Bulu kudukku merinding, mengingat rangkaian
perjalanan waktu demi waktu yang telah lalu. Seandainya kelak, aku benar-benar
melihatnya, putaran film yang menayangkan diriku seutuhnya. Sejak ia menghirup
udara dunia yang sesak ini, sampai berhentinya masa hidup tanpa sempat
mengucapkan selamat tinggal.
Oh, dunia. Mungkin, dahulu aku pernah memiliki
banyak pengetahuan tentang mu dan tentang Dia. Namun, menjajali hidup di ruang
waktu mu ternyata menyadarkan satu hal: "Hidup bagiku seperti ujian
praktek yang berkali-kali keliru. Barangkali hari ini aku benar, esoknya aku
keliru lagi. Selalu saja begitu."
Oh, dunia. Menjajali hidup di ruang waktu mu,
membuatku merasakan banyak hal. Kadang ia merasa bahagia, sering pula terluka.

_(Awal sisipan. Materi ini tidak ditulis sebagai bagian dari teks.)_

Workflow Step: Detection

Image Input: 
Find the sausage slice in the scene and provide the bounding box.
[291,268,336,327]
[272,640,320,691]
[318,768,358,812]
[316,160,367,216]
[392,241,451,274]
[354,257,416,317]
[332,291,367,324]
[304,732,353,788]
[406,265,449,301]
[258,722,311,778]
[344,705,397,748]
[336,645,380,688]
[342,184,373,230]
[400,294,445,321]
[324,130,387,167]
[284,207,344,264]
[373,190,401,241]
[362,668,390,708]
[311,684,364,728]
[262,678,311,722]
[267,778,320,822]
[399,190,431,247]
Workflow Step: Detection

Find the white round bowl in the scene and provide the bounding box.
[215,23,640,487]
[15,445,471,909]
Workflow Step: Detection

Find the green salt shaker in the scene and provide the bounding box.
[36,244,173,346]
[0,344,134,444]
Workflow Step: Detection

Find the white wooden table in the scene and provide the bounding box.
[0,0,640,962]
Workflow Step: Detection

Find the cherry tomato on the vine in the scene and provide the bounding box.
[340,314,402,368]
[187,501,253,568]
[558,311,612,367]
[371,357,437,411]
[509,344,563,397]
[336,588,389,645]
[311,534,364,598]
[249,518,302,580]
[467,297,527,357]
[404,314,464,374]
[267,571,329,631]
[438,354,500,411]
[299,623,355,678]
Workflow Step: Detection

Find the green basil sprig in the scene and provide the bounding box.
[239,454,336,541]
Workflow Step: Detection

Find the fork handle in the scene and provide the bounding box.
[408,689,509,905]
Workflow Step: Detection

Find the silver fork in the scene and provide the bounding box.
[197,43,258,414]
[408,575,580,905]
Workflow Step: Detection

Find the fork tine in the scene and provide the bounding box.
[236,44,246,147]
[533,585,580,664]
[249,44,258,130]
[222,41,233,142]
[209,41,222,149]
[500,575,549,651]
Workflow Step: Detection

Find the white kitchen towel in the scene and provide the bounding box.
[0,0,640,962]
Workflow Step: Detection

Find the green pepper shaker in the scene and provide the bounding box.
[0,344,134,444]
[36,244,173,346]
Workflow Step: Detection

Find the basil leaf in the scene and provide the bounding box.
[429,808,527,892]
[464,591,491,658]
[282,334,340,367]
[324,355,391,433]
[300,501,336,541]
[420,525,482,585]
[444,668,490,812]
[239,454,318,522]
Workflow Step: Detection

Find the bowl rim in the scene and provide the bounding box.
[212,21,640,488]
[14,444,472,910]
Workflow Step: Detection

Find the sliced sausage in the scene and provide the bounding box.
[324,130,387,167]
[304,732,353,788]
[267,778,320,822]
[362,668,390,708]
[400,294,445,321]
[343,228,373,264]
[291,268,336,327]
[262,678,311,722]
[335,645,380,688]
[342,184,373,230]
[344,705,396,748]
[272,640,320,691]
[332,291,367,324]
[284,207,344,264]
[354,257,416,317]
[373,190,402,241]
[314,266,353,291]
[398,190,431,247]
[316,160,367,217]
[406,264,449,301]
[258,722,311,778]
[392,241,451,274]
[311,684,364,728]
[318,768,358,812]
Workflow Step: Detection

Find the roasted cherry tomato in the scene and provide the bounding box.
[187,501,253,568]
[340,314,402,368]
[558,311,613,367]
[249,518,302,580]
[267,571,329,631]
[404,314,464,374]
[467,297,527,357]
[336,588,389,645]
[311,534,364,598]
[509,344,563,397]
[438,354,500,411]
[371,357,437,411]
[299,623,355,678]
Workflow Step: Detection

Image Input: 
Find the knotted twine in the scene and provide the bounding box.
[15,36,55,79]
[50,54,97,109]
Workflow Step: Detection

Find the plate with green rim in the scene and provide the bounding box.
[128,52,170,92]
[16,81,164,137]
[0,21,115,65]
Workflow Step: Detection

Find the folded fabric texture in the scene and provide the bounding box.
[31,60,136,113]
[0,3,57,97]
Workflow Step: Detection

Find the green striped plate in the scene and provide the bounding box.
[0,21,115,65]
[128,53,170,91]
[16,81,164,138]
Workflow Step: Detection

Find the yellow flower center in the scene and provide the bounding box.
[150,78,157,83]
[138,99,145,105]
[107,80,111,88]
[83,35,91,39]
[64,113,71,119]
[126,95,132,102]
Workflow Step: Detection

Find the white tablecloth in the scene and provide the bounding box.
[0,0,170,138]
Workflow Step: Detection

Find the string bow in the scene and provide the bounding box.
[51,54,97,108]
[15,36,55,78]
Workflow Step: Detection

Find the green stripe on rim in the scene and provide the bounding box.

Kadang ia menyimpan rasa yang kuat, namun tak mampu tersampaikan. Kadang pula,
ia merasakan keindahan rasa yang agung, betapa lapangnya ketika semua asa ku
pasrahkan semua. Rasa itu tak pernah terwujud dalam bentuk apapu, namun
realitasnya begitu terasa. Agaknya ia mempengaruhi mimik wajah dan detak
jantung ini. Yang kadang membuatnya tiba-tiba bergejolak atau berdegup kencang.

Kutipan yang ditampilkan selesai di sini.